Des finistérités potentielles ? Mais oui…
Il est vrai que les deux "grandes voix" constituant le plateau du Vauban, à ce moment précis, n'étaient autres que Jean Lebrun et Emmanuel Laurentin. Le premier, vous le savez sûrement, présente ‘La marche de l’histoire’ tous les jours de la semaine à 13h30 sur France Inter. Et le second se retrouve tous les matins à 9h10 sur France Culture pour animer ‘La fabrique de l’histoire’.
Ils n'étaient pas seuls, car face à eux se trouvaient deux des voix d'Oufipo. Oulipo ? Non, j'ai bien dit Oufipo. Et vous ne connaissez pas Oufipo ? C'est l'ouvroir des finistérités potentielles. Tout un programme. Allez donc sur leur site : vous pourrez y écouter à satiété – je dis bien "écouter" et à satiété - des portraits, des entretiens, des rencontres, des conférences, des pépites, de la fiction… Oufipo est "une plateforme sonore locale", ce qu'ailleurs on qualifie de webradio. Mais dans le Finistère, on est au bout du monde, et on ne dit pas toujours les choses comme ailleurs.

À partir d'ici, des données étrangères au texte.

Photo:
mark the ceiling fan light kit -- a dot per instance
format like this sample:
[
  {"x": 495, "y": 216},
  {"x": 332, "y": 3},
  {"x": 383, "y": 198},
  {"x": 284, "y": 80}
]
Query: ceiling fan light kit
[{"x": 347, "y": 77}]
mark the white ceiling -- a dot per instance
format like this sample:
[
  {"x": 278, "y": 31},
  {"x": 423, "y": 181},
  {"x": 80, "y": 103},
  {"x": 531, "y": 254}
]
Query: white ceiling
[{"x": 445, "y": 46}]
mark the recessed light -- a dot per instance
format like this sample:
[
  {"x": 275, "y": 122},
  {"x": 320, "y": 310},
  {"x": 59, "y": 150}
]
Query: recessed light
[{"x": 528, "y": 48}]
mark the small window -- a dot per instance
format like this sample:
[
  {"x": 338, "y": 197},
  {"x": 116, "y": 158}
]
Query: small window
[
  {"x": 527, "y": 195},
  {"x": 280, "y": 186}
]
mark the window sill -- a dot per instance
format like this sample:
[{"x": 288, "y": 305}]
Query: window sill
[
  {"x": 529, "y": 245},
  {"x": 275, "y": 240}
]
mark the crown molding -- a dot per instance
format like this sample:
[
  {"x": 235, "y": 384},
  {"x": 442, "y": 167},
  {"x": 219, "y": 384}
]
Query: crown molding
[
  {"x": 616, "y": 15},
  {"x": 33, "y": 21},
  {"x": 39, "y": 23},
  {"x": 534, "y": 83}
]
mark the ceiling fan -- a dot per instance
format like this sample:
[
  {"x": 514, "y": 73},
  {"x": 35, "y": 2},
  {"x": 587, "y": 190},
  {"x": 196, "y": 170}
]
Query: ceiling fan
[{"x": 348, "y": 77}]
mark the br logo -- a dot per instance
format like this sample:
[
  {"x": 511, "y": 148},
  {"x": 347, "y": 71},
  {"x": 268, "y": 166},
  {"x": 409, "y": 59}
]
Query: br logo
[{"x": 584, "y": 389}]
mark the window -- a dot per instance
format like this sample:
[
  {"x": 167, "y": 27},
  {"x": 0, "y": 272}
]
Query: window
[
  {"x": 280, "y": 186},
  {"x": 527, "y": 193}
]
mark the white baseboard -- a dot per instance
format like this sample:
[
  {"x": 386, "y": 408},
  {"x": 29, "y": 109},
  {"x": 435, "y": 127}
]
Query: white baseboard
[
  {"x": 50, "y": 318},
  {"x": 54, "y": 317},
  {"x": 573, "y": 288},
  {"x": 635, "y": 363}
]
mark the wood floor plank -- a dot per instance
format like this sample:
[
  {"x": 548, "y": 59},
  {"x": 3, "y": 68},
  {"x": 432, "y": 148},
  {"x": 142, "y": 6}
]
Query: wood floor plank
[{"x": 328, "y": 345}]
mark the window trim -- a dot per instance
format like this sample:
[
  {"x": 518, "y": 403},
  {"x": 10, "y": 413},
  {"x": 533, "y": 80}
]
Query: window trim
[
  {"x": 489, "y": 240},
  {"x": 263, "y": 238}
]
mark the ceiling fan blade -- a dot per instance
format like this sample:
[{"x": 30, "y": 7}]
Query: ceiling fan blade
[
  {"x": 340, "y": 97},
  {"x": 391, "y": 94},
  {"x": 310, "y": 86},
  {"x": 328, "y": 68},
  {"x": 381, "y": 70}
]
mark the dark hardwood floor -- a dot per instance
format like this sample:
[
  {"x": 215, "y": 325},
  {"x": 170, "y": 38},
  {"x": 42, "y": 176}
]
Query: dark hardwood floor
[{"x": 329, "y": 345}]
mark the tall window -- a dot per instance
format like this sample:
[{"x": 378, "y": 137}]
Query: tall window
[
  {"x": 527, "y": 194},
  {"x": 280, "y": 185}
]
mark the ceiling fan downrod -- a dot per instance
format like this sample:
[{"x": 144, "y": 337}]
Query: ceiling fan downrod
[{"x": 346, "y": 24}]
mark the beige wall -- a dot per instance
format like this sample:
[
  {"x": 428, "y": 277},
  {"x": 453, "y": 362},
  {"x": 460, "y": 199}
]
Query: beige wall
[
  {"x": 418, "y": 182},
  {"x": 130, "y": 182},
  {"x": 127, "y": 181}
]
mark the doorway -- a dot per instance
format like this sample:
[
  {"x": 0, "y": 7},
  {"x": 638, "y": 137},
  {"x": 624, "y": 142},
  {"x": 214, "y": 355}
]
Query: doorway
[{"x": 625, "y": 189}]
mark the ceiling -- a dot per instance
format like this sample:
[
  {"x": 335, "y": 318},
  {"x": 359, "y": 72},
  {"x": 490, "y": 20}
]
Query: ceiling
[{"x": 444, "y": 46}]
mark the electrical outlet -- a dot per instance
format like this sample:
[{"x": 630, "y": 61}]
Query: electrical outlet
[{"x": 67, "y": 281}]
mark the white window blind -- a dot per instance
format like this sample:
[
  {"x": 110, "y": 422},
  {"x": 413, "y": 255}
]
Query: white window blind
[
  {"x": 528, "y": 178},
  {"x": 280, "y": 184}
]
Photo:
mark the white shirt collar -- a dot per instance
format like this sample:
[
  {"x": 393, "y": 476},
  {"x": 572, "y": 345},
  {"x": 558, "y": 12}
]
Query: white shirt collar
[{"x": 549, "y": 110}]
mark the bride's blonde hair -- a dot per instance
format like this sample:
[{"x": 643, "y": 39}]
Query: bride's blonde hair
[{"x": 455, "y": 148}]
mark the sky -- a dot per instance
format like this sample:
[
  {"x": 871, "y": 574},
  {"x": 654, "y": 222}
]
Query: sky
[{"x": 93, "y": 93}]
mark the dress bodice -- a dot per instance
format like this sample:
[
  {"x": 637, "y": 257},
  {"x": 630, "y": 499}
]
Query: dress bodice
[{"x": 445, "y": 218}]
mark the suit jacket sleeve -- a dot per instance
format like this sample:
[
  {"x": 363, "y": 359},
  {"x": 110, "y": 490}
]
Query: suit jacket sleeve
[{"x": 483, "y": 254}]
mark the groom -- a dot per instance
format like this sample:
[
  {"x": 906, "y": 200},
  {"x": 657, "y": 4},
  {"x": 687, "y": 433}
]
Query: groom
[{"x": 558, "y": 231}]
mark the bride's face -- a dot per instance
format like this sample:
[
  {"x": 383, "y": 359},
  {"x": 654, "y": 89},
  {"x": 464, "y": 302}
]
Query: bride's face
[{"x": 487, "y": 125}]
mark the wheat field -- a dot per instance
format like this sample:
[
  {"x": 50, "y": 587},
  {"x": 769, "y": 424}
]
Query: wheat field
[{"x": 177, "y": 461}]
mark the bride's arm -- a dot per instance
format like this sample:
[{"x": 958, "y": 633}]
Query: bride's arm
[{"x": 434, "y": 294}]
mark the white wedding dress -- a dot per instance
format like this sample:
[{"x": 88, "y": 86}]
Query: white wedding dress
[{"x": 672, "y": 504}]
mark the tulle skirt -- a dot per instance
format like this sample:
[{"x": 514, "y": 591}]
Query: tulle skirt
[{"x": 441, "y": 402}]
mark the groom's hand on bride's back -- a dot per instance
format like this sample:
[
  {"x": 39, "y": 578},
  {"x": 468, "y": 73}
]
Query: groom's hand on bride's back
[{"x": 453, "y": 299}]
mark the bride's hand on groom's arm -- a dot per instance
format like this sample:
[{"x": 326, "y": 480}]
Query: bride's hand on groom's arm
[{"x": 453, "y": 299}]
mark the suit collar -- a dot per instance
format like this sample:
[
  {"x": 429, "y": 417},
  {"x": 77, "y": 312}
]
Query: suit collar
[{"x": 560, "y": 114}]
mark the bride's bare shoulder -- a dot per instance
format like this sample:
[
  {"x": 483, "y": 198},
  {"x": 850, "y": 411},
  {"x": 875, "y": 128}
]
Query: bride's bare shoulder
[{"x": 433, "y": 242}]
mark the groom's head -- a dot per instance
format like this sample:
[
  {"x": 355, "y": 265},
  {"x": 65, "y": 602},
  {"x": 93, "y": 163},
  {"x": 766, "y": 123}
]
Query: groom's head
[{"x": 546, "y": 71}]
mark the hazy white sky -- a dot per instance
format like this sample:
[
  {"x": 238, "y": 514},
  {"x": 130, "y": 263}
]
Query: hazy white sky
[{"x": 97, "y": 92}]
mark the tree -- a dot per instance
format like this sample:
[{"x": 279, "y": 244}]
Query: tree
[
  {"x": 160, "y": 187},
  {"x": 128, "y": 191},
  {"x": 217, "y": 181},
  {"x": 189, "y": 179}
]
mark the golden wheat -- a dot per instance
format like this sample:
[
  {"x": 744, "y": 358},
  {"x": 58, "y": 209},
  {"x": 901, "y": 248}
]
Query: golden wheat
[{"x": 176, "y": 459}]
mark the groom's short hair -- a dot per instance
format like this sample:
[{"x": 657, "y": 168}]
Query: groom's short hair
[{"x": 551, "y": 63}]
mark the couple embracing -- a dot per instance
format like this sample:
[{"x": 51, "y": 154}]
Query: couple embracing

Le passé, c'est toujours le présent
Entre Jean Lebrun et Emmanuel Laurentin, l’échange a été très sympa, d'autant que ces deux-là se connaissent bien puisqu'ils ont travaillé ensemble à Culture-matin. Et s'ils étaient au Vauban, c'est en fait pour l'enregistrement public d'un programme pour Oufipo – je ne sais pas lequel ni s'il se retrouvera dans la case 'entretien' ou dans une autre. L'émission était très bien préparée, avec insertions de surprenantes archives sonores. Le questionnement manquait peut-être d'un peu de spontanéité ou de réactivité, mais les interviewés savent jouer au ping-pong sonore.
Ils étaient invités, en fait, à s'exprimer sur leur parcours : anecdotes à l'appui, ils ont allègrement croisé leur biographie, aussi bien professionnelle qu'intellectuelle.
- Jean Lebrun, Breton de Saint-Malo et se revendiquant tel, a travaillé en presse écrite, à Combat et à La Croix, avant de rejoindre France Culture, puis France Inter.
- Emmanuel Laurentin, originaire de la Vienne, s'est très vite retrouvé à la radio, dans la matinale de Jean Lebrun.
S'ils ont une solide formation universitaire, ni l'un ni l'autre n'ont apparemment suivi de cursus pour devenir journalistes – j'en connais d'autres comme ça. Mais ils sont très fermes sur leur éthique de radio : ils ne visent pas à s'exprimer "au nom du peuple" (ce qui est un peu trop tendance en ce moment), mais à lui donner la parole, à être "avec le peuple". Et ils sont convaincus que parler d'histoire et du passé, c'est aussi beaucoup et de toute façon parler du temps présent. Ce qui, si j'en crois Le Monde "Idées" daté de samedi 4 février, est aussi la préoccupation des jeunes historiens d'aujourd'hui.